Слова как горох отскакивали от недвижной маски. Алые губы приоткрылись в бездушной улыбке, стали видны сверкающие зубы. Одетта плакала, будто в комнате никого, кроме нее, не было.
— Хорошо, — сказала она. — Лучше покончить со всем сразу.
Она пересекла комнату, надеясь хоть на что-то: жест, дрожь, подмигивание. Стоя у стены, Дутр — искусственный, неподвижный, пустой — пристально смотрел в пространство кукольными глазами. Одетта вышла; боль, которой не было имени, душила ее. У нее оставался только один шанс: болезнь. Пусть он заболеет! Но Пьер стойко сопротивлялся страшной усталости. Кожа лица от злоупотребления гримом приобрела нездоровый блеск, скулы стали розовыми, как у туберкулезного больного. Когда он пил, стакан мелко дрожал в руке. Но и тогда он бросал вызов Одетте своим пустым взглядом.

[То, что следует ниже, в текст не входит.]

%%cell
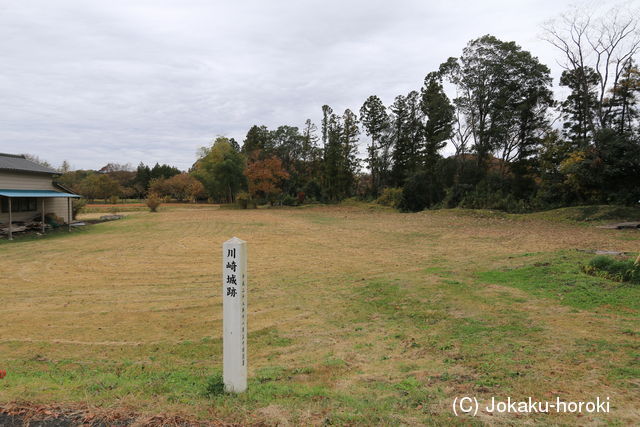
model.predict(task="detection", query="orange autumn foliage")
[244,153,289,203]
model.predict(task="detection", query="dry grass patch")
[0,206,640,424]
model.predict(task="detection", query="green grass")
[478,251,640,315]
[529,205,640,223]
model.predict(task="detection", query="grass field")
[0,205,640,425]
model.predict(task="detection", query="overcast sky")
[0,0,602,169]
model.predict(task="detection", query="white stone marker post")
[222,237,247,393]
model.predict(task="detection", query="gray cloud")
[0,0,592,169]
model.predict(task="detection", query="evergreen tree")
[420,72,455,170]
[360,95,389,196]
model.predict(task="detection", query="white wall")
[0,171,69,224]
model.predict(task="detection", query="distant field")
[0,204,640,425]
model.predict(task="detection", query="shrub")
[376,188,402,208]
[236,191,251,209]
[71,199,87,219]
[400,172,445,212]
[582,255,640,284]
[146,193,162,212]
[282,194,298,206]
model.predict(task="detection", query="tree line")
[56,10,640,211]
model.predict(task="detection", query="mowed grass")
[0,204,640,425]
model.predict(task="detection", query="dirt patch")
[0,404,230,427]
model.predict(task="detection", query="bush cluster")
[582,255,640,284]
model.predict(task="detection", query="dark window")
[0,197,38,213]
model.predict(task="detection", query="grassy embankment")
[0,206,640,424]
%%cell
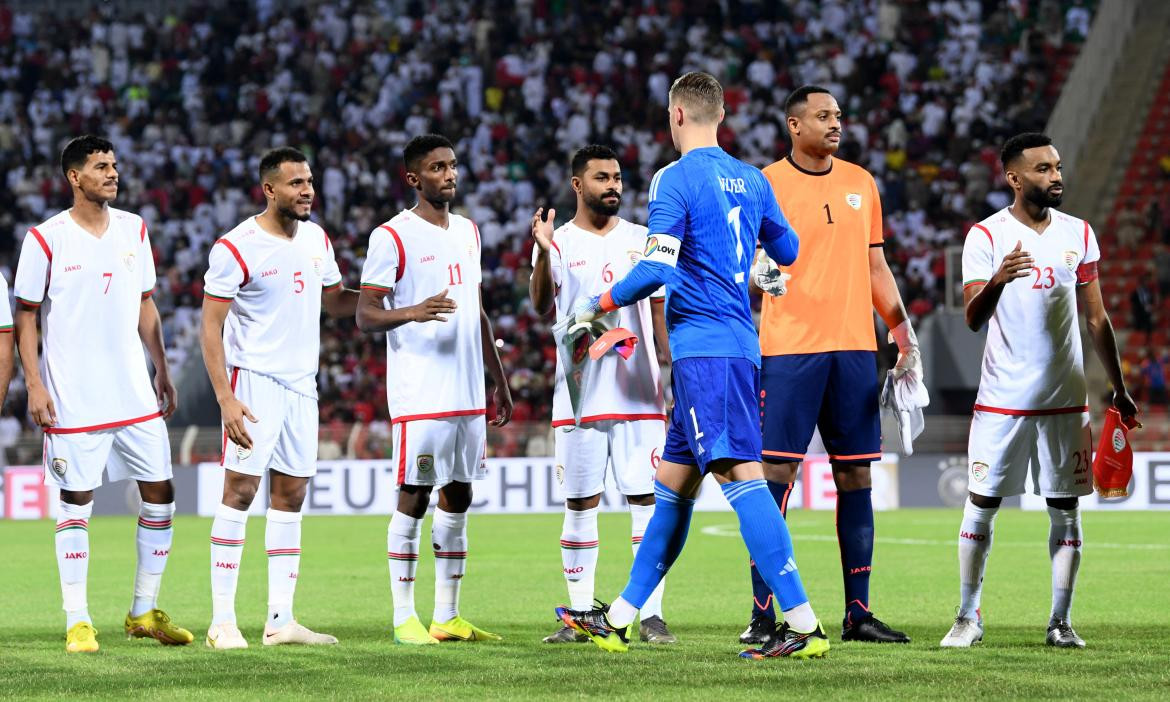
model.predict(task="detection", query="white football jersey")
[362,209,486,424]
[0,275,12,332]
[963,208,1101,414]
[532,219,666,427]
[204,216,342,398]
[14,207,160,433]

После кабаре настал черед мюзик-холла на левом берегу Сены, и успех пришел к нему, шумный, пылкий, успех, который в несколько дней заставил всех забыть прежние его номера. Оробевшая Одетта устраивалась в глубине зала, как некогда в гамбургском курзале сам Пьер. Луч прожектора пробегал по сцене, отыскивая в ее глубине странную фигуру, вытаскивал ее вперед, в самый центр сцены. Одетта кусала платок. Если бы Пьер был ей чужим, она тоже неистово вопила бы вместе со всеми. Но она знала цену каждому жесту робота. Она знала, что Пьер умирает от любви и ненависти, и ничто не спасет его. В ужасной гротесковой фигуре, которая там, в голубом нимбе прожектора, бросала вызов законам естества, она узнавала маленькую, меланхолическую и израненную тень профессора Альберто. Отец и сын из тех, кто не прощает. Публика, освобожденная от немыслимой скованности, приветствовала уходящего сгорбившегося человека. Раздавались крики: «Невероятно! Великолепно!» Они аплодировали неистово, фанатично, а в глазах еще стоял страх. Одетта выскальзывала на улицу, чувствуя, что она заболеет прежде сына.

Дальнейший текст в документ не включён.